CCA175 - Is SqlContext & hive context integrated in cloudera environment


For CCA175 , can the sqlContext val be used for both Spark native context and hive context without any changes ? Or do I need to create a hiveContext val? Please assist.

u can use sqlContext name but make sure you point them correctly as
sqlContext = SQLContext(sc)
sqlContext = HiveContext(sc)

Hi Rahul,

In which scenarios we will use Hive context . Please let me the difference of them.

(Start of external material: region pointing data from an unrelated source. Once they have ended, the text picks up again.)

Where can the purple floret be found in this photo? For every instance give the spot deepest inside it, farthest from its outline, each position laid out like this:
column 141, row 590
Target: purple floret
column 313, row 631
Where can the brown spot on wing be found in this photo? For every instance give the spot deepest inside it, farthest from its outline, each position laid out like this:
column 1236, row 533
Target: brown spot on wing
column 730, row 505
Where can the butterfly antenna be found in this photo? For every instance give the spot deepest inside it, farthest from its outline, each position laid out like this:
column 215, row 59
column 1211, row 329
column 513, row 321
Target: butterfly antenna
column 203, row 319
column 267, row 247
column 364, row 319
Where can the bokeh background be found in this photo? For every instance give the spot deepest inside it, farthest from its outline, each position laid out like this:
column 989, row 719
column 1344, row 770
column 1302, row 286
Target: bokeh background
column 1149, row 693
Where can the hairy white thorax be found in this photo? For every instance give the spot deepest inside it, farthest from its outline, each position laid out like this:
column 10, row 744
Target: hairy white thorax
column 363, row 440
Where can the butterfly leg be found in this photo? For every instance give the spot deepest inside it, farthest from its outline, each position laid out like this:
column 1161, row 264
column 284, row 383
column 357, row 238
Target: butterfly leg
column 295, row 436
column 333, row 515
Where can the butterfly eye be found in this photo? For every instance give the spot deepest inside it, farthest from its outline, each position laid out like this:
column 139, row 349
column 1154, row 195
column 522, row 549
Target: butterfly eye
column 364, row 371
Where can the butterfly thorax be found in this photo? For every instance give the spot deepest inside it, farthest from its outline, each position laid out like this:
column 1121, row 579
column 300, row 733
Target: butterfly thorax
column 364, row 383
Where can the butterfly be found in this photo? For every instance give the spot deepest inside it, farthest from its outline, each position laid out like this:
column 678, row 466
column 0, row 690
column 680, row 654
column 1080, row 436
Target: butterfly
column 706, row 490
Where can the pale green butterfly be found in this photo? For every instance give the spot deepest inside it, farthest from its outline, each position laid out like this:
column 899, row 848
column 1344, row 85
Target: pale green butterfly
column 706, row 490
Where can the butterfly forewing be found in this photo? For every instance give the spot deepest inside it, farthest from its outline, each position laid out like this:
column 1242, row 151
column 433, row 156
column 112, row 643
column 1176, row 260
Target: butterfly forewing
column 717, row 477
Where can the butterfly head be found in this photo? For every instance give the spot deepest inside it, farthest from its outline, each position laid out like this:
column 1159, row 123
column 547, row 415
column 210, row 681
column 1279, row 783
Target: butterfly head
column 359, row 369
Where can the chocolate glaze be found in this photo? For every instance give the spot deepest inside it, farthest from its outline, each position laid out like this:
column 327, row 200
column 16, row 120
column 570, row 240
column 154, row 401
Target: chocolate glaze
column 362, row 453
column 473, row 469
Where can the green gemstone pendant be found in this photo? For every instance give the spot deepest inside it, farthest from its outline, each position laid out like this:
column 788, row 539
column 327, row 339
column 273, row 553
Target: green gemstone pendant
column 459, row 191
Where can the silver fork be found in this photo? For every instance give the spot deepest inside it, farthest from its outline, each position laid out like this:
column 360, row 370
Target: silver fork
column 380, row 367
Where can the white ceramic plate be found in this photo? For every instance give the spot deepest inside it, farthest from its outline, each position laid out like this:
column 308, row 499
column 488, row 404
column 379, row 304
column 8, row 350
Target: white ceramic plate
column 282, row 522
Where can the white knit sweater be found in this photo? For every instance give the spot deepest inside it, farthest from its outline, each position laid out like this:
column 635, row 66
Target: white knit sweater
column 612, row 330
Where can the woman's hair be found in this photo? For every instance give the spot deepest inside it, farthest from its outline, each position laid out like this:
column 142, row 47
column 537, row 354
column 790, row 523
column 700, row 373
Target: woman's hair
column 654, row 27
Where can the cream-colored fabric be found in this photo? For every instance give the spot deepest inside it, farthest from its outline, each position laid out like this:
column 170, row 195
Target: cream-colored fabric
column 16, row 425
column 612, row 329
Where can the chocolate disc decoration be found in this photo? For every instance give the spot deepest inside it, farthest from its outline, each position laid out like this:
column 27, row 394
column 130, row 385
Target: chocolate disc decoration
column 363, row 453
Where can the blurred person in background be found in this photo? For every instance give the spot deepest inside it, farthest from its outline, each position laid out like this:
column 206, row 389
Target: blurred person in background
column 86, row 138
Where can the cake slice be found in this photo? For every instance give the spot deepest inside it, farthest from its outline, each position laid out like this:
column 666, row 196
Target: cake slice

I will be explaining as per my knowledge.
Hive Context: Hive Context is used when ever you want to access Hive Tables.
For Example you have employee table in Hive.If you want to access it using Spark you can do the following way.
sqlContext = HiveContext(sc) or hiveContext = HiveContext(sc)

sqlContext(‘select * from employee’).show()
You can perform what ever operations you need.

SQL Context: If you have a file in HDFS and you want to perform validations using sql. so you can use spark sql here.
For example: /user/horton/testing.txt
we have a file testing in above path. we need to read it and register as temp table and perform validations
sqlContext = SQLContext(sc)

data = sc.textFile(path).map(lambda x: x.split(’,’)).map(lambda y: Row(age = int(y[0]))
Convert the above to dataframe
data_f = sqlContext.createDataFrame(data)
sqlContext.sql(‘select * from new_table’).show()
In this case you won’t be having any table in hive you will be reading data and creating temp table and performing sql operations on it.

I am sorry if i am wrong any where.

Thanks a lot Rahul for clear explanation.